I am so glad that one of my professors encouraged us to share our five-year plan with a potential employer during the job interview. This way, you know if your goals and theirs are on the same page. I was very fortunate that my employer was in agreement with everything from salary to personal and professional goals. And all the goals matched what she wanted her clients to enjoy in her office. That’s how we went from having 4,000 patients when I started to 8,000 patients more than five years later. We have only had two employees leave and they left because they retired or they moved out of the area.

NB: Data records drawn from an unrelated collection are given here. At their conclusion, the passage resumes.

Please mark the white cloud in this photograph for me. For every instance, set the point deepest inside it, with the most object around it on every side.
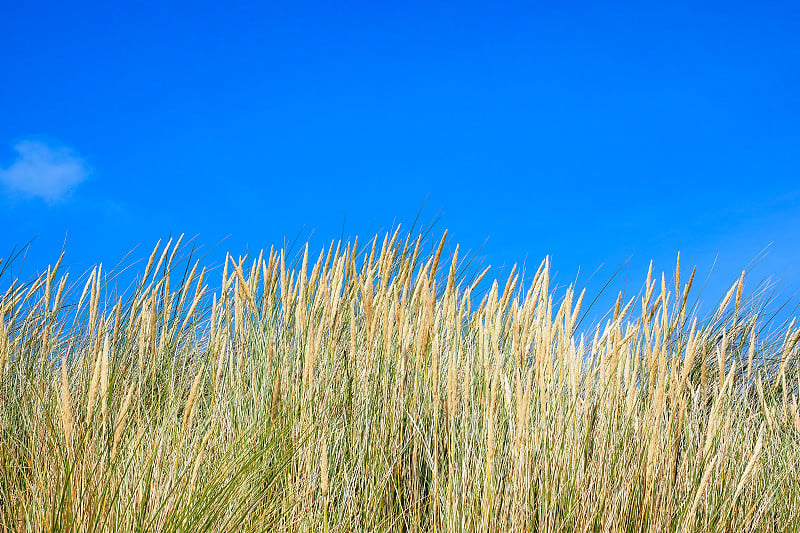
(44, 171)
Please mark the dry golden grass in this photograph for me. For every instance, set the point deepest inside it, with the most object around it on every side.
(373, 390)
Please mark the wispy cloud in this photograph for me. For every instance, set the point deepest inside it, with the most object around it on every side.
(44, 171)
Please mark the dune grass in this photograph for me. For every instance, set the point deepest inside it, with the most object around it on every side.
(382, 389)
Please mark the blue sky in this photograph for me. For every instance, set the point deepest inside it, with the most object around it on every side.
(592, 132)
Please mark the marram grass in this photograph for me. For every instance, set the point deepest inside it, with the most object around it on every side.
(377, 389)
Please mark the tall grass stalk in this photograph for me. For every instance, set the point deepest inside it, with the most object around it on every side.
(370, 390)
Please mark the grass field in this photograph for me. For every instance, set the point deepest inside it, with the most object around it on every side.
(380, 387)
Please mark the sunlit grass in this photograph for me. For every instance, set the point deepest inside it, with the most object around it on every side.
(378, 389)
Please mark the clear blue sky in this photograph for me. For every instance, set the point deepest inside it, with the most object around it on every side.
(590, 132)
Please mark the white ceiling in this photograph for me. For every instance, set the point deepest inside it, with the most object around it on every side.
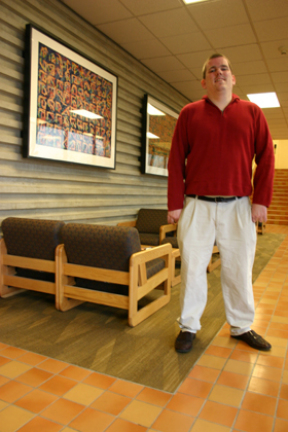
(174, 40)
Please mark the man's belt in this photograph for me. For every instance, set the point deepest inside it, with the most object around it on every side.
(213, 199)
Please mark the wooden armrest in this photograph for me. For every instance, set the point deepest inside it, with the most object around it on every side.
(127, 223)
(150, 254)
(164, 229)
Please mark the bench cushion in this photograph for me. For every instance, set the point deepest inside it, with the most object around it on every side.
(31, 238)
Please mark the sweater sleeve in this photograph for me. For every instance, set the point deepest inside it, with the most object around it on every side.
(264, 175)
(176, 164)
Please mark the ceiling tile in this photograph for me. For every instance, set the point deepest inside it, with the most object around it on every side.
(278, 65)
(161, 64)
(272, 29)
(169, 23)
(257, 88)
(177, 75)
(146, 49)
(253, 79)
(236, 35)
(99, 12)
(244, 53)
(191, 85)
(249, 68)
(126, 30)
(194, 60)
(186, 43)
(280, 87)
(260, 10)
(218, 14)
(142, 7)
(271, 49)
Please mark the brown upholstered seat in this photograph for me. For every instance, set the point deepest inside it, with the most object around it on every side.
(149, 224)
(105, 265)
(28, 255)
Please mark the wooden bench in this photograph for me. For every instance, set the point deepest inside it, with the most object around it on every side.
(105, 265)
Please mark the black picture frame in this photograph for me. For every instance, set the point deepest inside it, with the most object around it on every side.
(70, 104)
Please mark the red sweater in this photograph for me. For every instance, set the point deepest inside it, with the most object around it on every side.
(219, 148)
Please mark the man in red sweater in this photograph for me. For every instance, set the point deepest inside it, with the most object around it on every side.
(209, 184)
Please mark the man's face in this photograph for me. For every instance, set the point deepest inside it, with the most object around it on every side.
(219, 77)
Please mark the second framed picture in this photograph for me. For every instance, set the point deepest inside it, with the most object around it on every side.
(158, 127)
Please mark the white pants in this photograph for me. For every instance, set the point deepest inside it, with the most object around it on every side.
(230, 224)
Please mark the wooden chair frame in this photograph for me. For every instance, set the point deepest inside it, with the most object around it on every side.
(11, 284)
(69, 295)
(176, 254)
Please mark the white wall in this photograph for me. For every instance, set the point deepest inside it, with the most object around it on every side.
(281, 154)
(72, 192)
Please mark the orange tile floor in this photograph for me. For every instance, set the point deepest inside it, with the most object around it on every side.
(231, 388)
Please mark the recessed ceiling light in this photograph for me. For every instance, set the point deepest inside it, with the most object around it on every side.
(86, 113)
(152, 136)
(154, 111)
(265, 100)
(193, 1)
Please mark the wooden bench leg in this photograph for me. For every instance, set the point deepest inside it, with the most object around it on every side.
(175, 280)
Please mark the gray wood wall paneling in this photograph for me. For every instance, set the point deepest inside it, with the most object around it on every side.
(71, 192)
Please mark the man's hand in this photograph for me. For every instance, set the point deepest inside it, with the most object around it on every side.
(173, 216)
(259, 213)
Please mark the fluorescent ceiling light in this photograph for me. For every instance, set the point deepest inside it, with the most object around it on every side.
(150, 135)
(154, 111)
(265, 100)
(86, 113)
(193, 1)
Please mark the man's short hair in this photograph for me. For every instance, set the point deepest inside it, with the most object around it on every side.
(216, 55)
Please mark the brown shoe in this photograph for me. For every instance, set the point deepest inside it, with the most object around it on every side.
(184, 341)
(254, 340)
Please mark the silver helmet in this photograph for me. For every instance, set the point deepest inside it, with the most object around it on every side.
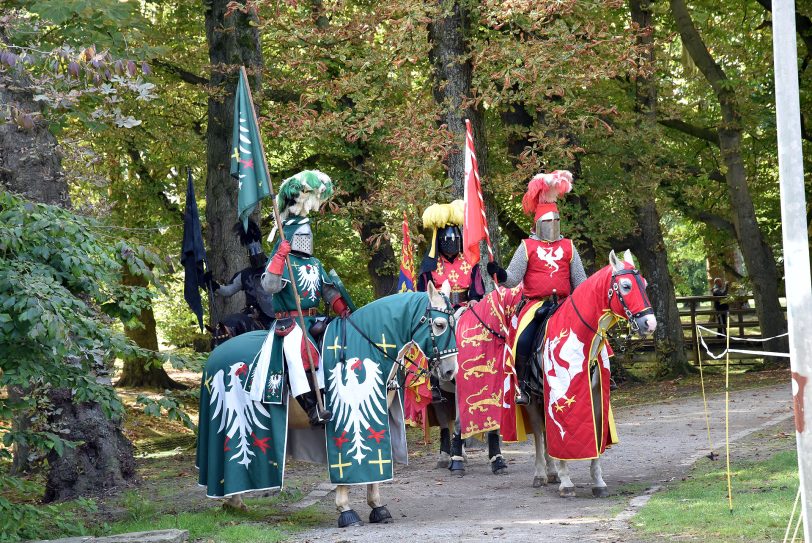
(548, 226)
(302, 240)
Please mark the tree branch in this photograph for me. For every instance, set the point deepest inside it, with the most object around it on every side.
(181, 73)
(700, 132)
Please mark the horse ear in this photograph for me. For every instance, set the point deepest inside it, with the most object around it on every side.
(617, 265)
(445, 288)
(627, 256)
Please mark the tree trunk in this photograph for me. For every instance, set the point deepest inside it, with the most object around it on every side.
(757, 254)
(139, 372)
(30, 164)
(649, 245)
(452, 71)
(233, 42)
(103, 461)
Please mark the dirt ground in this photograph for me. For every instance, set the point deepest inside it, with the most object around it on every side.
(659, 442)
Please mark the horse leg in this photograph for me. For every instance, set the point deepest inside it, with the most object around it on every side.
(566, 489)
(347, 516)
(599, 489)
(235, 502)
(545, 471)
(445, 435)
(498, 464)
(379, 513)
(457, 455)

PayScale: What advice can you offer to someone in your field?
Cheryl: I would suggest doing a preceptorship in an office you would love to work in. In doing so, once your internship is over, you may have found your dream job. The provider now knows how you work and you have also learned the dynamics of the office and know if you would fit in that setting.
PayScale: What are some interesting moments that you’ve experienced as a nurse practitioner?
Cheryl: I have built rapport with women of every possible ethnicity and social background. I have become a very well-liked and respected nurse practitioner in my community. I have not had to settle for doing only one facet of being an NP and I have written two women’s health articles in the Journal for Nurse Practitioners since being here.